Demonstrators rallied outside the Arkansas State House in protest of several anti-transgender bills. – Photo: Sydney Rasch/ACLU of Arkansas.

Garofalo also rejected the idea that doctors are “forcing” parents to subject their children to gender-affirming treatments, noting that no medical interventions are undertaken on minors without parental consent and months of careful deliberation, based on individual patients’ circumstances.

“I thought the nation had learned a bit [from] a very tragic case of a young woman in Ohio who for months on her social media, suggested that her own life and her mental health were at risk if she were not allowed to access care for gender affirming hormones,” he said, referring to Leelah Alcorn. “And unfortunately, that young woman stepped in front of a tractor-trailer on a highway and took her own life. And I thought in that moment, this country had learned its lessons. And so it’s heartbreaking and it’s infuriating for me to be here to talk about bills in 2020, 2021, that are really just designed to discriminate and perpetrate hate.”

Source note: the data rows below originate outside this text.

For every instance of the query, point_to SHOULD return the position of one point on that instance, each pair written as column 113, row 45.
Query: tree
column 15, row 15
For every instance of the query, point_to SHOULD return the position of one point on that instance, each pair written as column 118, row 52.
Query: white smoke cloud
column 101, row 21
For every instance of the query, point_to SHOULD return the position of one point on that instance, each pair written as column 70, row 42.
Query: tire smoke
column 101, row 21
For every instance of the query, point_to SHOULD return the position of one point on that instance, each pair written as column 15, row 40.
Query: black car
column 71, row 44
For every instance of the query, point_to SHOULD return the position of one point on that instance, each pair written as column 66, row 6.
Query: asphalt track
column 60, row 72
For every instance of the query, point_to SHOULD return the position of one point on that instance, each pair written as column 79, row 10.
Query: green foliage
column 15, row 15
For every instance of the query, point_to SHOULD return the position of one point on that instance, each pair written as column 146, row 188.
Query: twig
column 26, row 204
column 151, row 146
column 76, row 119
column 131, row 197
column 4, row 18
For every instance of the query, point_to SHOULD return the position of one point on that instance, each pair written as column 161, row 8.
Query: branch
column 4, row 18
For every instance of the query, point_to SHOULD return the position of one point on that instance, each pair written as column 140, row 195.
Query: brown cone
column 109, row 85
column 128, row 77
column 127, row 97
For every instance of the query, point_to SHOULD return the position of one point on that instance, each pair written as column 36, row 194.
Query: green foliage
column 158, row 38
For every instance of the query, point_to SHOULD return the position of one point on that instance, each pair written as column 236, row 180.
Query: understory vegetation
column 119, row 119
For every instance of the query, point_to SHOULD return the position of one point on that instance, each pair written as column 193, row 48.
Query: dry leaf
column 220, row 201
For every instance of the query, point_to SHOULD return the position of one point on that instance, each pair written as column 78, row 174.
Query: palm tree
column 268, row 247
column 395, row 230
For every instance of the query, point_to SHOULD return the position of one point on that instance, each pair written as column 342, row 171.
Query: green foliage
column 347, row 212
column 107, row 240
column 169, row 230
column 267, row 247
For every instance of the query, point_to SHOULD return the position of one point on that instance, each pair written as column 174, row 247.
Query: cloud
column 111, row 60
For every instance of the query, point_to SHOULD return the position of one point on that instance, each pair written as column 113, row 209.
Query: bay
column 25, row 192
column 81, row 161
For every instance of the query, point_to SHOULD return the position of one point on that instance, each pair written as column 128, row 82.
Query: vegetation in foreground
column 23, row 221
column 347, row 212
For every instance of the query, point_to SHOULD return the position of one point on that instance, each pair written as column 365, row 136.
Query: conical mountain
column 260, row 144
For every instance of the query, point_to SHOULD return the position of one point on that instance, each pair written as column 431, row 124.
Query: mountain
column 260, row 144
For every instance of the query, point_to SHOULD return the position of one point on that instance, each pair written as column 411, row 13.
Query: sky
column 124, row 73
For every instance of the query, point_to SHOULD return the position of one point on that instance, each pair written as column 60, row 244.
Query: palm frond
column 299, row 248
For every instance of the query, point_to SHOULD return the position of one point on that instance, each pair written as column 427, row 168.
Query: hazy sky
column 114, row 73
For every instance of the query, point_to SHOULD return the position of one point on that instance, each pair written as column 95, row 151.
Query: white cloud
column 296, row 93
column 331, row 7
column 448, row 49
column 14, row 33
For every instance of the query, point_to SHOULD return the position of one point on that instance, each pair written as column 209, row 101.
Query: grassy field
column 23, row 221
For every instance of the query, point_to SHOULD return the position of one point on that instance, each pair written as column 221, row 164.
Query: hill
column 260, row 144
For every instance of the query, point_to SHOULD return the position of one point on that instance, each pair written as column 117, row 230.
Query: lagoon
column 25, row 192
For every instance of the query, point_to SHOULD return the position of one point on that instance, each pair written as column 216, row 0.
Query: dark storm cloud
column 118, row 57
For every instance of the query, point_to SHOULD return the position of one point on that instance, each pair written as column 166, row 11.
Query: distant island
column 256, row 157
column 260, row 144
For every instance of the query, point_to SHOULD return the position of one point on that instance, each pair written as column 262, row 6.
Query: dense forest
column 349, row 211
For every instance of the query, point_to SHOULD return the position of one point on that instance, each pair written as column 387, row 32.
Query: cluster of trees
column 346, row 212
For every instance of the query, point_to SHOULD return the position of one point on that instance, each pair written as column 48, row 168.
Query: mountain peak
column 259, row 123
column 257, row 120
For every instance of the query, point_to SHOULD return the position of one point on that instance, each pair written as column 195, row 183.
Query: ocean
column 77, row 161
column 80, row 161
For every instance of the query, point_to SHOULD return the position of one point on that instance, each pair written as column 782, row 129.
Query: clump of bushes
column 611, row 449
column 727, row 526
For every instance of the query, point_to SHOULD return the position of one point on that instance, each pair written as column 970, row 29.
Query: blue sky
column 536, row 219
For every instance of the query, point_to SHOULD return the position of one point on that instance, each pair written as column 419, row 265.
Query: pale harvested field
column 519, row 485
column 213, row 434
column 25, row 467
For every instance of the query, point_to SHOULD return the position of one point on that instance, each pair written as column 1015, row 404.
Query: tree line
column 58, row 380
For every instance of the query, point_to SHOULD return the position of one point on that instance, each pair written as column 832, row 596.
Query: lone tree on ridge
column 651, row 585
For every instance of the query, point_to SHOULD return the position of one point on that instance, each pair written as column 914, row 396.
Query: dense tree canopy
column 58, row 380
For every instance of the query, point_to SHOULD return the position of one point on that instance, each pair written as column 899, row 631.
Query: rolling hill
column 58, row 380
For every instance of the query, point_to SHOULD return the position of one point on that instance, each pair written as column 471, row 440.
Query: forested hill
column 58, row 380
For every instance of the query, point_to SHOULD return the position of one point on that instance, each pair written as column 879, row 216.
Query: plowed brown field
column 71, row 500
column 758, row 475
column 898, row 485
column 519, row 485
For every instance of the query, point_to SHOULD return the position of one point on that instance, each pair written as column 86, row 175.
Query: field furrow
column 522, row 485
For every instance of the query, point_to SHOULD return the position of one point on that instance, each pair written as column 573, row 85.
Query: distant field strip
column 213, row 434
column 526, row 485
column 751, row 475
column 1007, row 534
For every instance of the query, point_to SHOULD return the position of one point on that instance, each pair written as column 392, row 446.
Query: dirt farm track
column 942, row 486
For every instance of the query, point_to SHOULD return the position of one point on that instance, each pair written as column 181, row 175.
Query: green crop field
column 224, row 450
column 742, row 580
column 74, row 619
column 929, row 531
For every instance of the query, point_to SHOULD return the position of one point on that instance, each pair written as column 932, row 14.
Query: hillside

The American Civil Liberties Union has vowed to challenge the law in court.

“Today, Arkansas legislators disregarded widespread, overwhelming, and bipartisan opposition to this bill and continued their discriminatory crusade against trans youth,” Holly Dickson, the executive director of the ACLU of Arkansas, said in a statement. “This is a sad day for Arkansas, but this fight is not over — and we’re in it for the long haul. Attempting to block trans youth from the care they need simply because of who they are is not only wrong, it’s also illegal, and we will be filing a lawsuit to challenge this law in court.

“We are hearing from concerned families all over the state who are afraid about the impact of this bill and others like it,” Dickson added. “We are committed to doing all we can to support these families and ensure they know how to continue to fight for their rights and get the care and resources they need.

“No matter what these politicians do or say, one thing has not changed: trans youth are loved, they are seen, and we will never stop fighting to defend their dignity, their rights and their lives. To everyone who spoke out against this bill: now is the time to stay loud, not only for trans lives, but for all the fundamental rights that politicians are hellbent on attacking.”